Rather than provide security alerts when suspicious messages arrive in employee inboxes, Pennsylvania-based Wombat Security Technologies trains employees by actively trying to phish them.

Tuesday, Wombat announced the second version of its PhishGuru anti-phishing training service now extends to mobile devices including iOS and Android-based devices.

PhishGuru is a software-as-a-service that lets administrators create fake phishing emails and malicious attachments or sites, and provides statistics to see who fell for them, and what type of devices and browsers they were using.

"PhishGuru's approach is unique, taking advantage of the teachable moment that occurs when an employee believes they fell for an attack," said Joe Ferrara, President and CEO of Wombat Security Technologies. "We provide immediate training at that moment when users are most receptive to learning. We also have accounts where over 95% of users that fell for a mock attack voluntarily took additional training when given the opportunity."

Wombat's announcement on Tuesday comes less than a week after the National Institute of Standards and Technology (NIST) debuted the first draft of its National Initiative for Cybersecurity Education (NICE) in the workforce.
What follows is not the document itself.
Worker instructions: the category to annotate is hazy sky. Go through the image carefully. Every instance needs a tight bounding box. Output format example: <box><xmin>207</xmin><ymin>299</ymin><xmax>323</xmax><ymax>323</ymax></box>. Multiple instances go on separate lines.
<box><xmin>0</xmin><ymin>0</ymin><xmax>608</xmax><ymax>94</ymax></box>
The three main goals of NICE are to raise American awareness of security risks online, to broaden the pool of skilled workers who are "capable of supporting a cyber-secure nation," and to develop a workforce that is globally competitive in cybersecurity.
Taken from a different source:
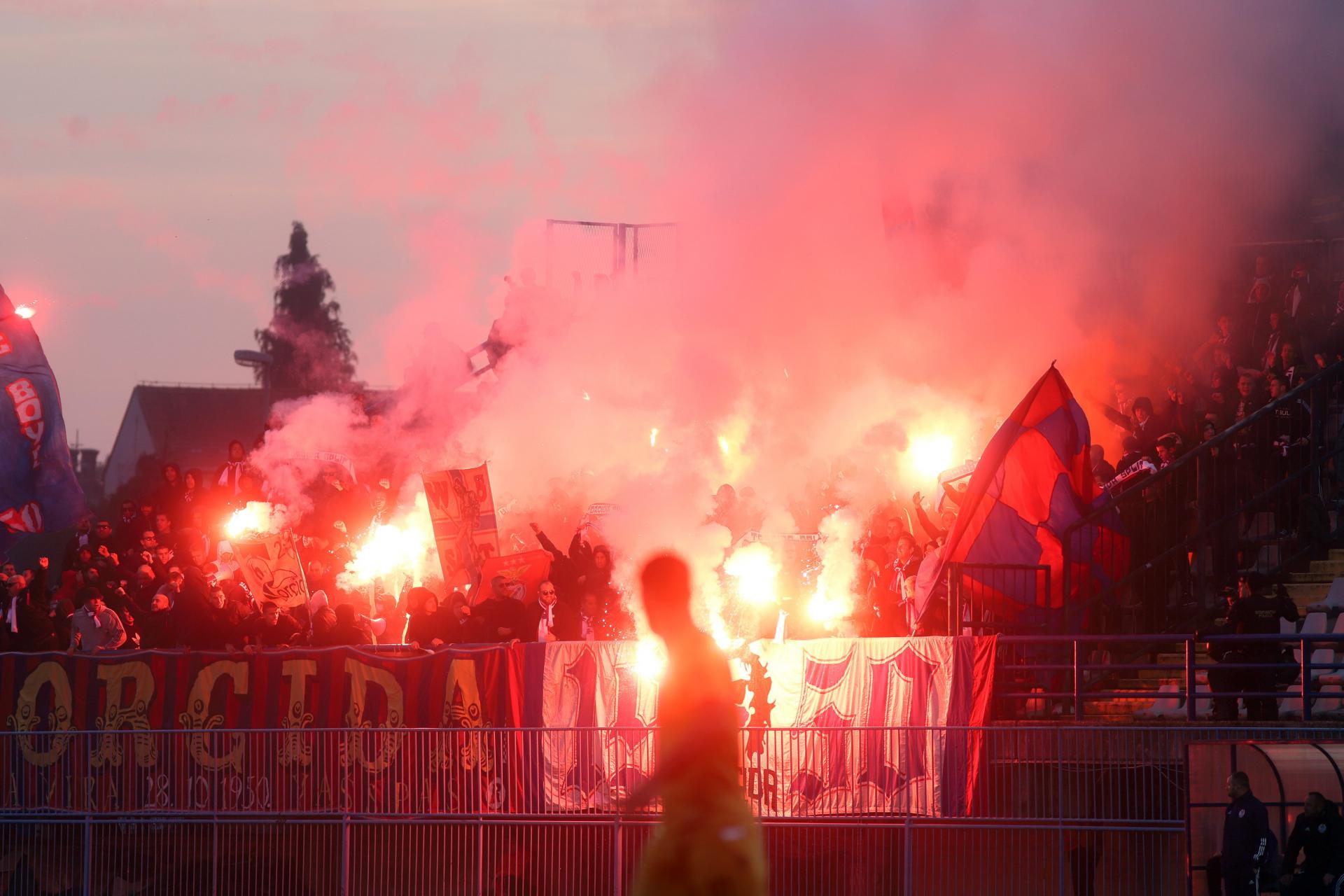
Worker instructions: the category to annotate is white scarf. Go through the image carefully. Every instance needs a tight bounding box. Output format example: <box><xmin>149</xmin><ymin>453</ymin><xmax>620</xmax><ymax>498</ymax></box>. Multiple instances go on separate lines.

"Our nation is at risk. The cybersecurity vulnerabilities in our government and critical infrastructure are a risk to national security, public safety, and economic prosperity. Now is the time to begin a coordinated national initiative focused on cybersecurity awareness, education, training, and professional development. The United States must encourage cybersecurity competence across the nation and build an agile, highly skilled workforce capable of responding to a dynamic and rapidly developing array of threats," the NIST plan says.